Comunque la vicenda non prende una bella piega. Pur essendo quasi sicuri che non si siano avventurate in quelle isole, più passano i giorni più risulta strano che le due non si siano ancora messe in contatto con familiari o autorità del luogo. Per chi viaggia in quelle zone non è poi così strano stare lontani dalla tecnologia, fuggire per qualche tempo dall´ansia occidentale, staccare la spina e rifugiarsi in un bungalow sulla spiaggia a scrutare il mare senza televisione, telefono ed altre diavolerie tecnologiche. Nella famosa Phi Phi Island, dove fu girato il famoso "The Beach", addirittura non esiste l´energia elettrica e le esigenze dei turisti e dei locali vengono soddisfatte azionando per alcune ore della giornata un grosso gruppo elettrogeno.
A questo punto è facile intuire che chi si reca in quelle zone cerchi la pace e la tranquillità e voglia dimenticare per alcuni giorni la vita quotidiana, ma dopo oltre una settimana risulta abbastanza strano che Maria Stella e Angela non abbiamo dato ancora nessun cenno. La Farnesina ha chiamato ieri in casa del Prof. Usai (fratello di Maria Stella) per confermare che in nessun elenco ufficiale che derivi da ospedali, da strutture ricettive o dalle autorità del luogo, risultano i loro nomi.

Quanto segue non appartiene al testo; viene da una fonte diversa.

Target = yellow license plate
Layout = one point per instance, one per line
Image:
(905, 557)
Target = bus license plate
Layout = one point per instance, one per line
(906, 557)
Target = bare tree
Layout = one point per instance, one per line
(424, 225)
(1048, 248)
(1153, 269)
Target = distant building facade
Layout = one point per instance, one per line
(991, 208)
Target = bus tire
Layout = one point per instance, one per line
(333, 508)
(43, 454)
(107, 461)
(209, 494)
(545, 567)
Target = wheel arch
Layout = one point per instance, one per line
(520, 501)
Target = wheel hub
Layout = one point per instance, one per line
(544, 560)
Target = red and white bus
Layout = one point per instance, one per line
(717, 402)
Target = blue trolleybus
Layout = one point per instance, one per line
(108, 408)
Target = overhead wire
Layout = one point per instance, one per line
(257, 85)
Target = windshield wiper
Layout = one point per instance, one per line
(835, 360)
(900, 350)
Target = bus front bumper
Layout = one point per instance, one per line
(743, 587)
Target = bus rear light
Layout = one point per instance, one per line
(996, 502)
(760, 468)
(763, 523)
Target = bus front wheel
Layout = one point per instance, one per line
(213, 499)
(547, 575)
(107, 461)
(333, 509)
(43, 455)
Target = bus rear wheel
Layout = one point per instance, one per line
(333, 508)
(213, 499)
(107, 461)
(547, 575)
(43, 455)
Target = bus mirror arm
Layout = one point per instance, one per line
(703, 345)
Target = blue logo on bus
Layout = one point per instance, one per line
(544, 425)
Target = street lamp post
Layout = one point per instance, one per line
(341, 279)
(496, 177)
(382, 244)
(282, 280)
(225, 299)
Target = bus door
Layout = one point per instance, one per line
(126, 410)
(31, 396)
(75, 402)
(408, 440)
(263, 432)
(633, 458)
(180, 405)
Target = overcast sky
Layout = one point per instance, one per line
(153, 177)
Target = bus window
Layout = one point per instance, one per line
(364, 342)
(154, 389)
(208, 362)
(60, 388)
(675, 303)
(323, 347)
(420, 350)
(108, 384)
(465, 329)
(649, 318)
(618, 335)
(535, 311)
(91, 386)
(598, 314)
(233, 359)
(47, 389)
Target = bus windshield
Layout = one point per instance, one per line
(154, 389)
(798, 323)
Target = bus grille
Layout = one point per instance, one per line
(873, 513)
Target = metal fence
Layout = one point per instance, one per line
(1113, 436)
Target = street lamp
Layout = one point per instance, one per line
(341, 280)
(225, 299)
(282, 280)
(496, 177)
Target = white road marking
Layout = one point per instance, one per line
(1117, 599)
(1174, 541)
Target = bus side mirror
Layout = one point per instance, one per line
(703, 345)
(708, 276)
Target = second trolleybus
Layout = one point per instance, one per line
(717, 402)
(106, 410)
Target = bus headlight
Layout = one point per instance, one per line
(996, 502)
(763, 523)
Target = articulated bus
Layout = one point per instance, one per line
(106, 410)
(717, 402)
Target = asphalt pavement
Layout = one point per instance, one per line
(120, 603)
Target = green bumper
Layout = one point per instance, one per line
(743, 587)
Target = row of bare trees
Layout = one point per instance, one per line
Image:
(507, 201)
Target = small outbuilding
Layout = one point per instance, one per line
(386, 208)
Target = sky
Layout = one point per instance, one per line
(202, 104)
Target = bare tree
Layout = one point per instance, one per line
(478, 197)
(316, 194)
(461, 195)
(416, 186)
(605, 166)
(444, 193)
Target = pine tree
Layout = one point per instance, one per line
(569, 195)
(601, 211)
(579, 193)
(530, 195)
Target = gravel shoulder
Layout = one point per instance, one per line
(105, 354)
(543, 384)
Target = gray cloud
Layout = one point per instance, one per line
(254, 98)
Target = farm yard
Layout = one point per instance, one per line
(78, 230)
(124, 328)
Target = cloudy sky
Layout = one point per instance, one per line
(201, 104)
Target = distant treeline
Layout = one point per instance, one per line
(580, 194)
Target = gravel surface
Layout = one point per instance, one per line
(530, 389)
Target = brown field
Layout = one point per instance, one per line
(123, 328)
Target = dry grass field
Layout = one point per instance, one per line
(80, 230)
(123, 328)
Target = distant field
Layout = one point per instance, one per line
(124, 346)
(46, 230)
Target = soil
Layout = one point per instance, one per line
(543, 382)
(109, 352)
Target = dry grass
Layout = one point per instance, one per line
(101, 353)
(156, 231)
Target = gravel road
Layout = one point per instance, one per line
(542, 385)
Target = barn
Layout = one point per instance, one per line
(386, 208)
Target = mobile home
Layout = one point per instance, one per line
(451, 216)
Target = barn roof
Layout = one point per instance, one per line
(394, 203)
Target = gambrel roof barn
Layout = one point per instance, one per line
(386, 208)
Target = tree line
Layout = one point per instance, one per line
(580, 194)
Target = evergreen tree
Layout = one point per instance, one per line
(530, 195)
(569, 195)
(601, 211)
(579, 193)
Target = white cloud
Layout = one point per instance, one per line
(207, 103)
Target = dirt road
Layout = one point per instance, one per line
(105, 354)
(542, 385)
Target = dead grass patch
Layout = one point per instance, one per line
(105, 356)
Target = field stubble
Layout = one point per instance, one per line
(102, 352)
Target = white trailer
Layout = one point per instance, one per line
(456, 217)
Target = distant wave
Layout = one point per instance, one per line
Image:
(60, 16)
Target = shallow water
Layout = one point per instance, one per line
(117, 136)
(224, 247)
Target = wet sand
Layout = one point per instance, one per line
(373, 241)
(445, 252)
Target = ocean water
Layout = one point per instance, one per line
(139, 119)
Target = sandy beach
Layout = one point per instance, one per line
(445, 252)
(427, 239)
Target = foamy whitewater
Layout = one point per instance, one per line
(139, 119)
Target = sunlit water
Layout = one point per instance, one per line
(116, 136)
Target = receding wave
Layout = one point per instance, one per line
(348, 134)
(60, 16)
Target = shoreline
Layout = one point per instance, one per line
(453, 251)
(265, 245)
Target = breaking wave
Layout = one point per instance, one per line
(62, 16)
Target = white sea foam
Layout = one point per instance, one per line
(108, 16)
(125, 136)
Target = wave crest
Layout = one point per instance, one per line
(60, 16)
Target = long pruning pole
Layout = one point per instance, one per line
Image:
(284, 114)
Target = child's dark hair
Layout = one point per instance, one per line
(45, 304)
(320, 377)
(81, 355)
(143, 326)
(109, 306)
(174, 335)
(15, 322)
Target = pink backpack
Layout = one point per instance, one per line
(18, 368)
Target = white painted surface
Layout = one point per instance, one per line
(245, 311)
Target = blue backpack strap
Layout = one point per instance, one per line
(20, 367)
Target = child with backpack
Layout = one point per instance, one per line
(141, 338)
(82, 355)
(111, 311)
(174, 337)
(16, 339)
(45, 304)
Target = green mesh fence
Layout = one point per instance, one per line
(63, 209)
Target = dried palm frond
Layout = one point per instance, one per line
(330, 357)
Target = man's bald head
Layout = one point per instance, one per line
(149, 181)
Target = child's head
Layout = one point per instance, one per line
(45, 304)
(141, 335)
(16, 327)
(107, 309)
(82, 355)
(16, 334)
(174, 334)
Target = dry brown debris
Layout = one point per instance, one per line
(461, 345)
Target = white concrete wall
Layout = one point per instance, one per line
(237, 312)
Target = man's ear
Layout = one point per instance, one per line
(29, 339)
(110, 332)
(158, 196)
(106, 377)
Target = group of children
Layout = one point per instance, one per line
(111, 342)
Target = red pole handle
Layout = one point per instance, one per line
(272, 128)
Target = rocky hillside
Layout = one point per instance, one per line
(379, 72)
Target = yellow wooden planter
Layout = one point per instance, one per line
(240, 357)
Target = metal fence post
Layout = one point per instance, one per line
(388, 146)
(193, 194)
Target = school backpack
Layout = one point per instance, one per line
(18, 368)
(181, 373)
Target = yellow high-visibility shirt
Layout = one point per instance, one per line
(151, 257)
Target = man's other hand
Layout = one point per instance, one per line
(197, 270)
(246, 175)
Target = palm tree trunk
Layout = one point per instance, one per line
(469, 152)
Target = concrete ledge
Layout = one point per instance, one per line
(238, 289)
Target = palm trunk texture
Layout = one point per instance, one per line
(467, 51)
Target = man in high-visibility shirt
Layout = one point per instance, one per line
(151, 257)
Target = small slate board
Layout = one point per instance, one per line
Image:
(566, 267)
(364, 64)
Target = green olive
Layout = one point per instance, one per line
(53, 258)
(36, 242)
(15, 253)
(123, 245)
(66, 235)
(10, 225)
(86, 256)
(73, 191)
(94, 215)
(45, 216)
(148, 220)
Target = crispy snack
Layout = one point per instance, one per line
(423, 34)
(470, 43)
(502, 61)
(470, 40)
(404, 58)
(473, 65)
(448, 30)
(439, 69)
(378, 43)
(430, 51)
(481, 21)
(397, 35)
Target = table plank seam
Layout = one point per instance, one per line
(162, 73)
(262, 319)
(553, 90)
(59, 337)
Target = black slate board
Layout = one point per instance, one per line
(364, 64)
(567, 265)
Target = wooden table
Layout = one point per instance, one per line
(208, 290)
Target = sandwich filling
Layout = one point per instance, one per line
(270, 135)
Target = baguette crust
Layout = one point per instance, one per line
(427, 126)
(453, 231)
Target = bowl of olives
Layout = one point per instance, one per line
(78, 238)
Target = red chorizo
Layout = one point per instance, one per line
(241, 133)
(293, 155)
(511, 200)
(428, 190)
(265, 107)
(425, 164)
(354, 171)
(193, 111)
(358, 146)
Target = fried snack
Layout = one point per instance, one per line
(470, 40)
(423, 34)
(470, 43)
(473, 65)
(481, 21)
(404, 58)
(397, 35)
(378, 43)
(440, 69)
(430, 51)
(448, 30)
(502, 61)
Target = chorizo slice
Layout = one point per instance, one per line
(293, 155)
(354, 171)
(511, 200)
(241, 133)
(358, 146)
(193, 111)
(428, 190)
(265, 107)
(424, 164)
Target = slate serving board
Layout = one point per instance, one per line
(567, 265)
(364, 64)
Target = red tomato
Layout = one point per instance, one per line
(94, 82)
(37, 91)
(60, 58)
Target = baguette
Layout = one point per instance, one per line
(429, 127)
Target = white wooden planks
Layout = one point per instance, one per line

Ed inoltre le notizie che arrivano dalle zone colpite non sono confortanti. Dopo il maremoto si stanno diffondendo alcuni focali di malattie infettive, che prendono facilmente piede visto l´incredibile numero di cadaveri che si trovano sparsi per le strade e che vanno a contaminare l´acqua potabile e l´aria che si respira.
Addirittura per evitare un possibile diffondersi dei virus la polizia thailandese ha dato ordine a parenti e amici degli stranieri periti di stare lontani dalle aree devastate, e in particolare dagli obitori ove sono state radunate le salme delle vittime, ivi compresi i tempi buddhisti trasformati in camere mortuarie di emergenza.
Intanto il numero dei morti cresce vertiginosament, superando, secondo le ultime stime, i 150.000, mentre il prossimo 5 gennaio l´Unione europea osserverà una giornata di lutto per tutte le vittime del terremoto. La decisione è stata comunicata al termine del vertice al Ministero degli Esteri ed è stata presa d´intesa con la presidenza lussemburghese dell´Unione Europea. L´unica notizia positiva in questo mare magnum di distruzione e disperazione è che il numero degli italiani dispersi è sceso a 570, la maggior parte dei quali erano concentrati nell´area dello Sri Lanka. Infatti delle 660 persone disperse, 90 sono state localizzate attraverso una capillare azione di verifica fatta a Roma in collaborazione con la polizia e sul posto da parte delle autorità diplomatiche.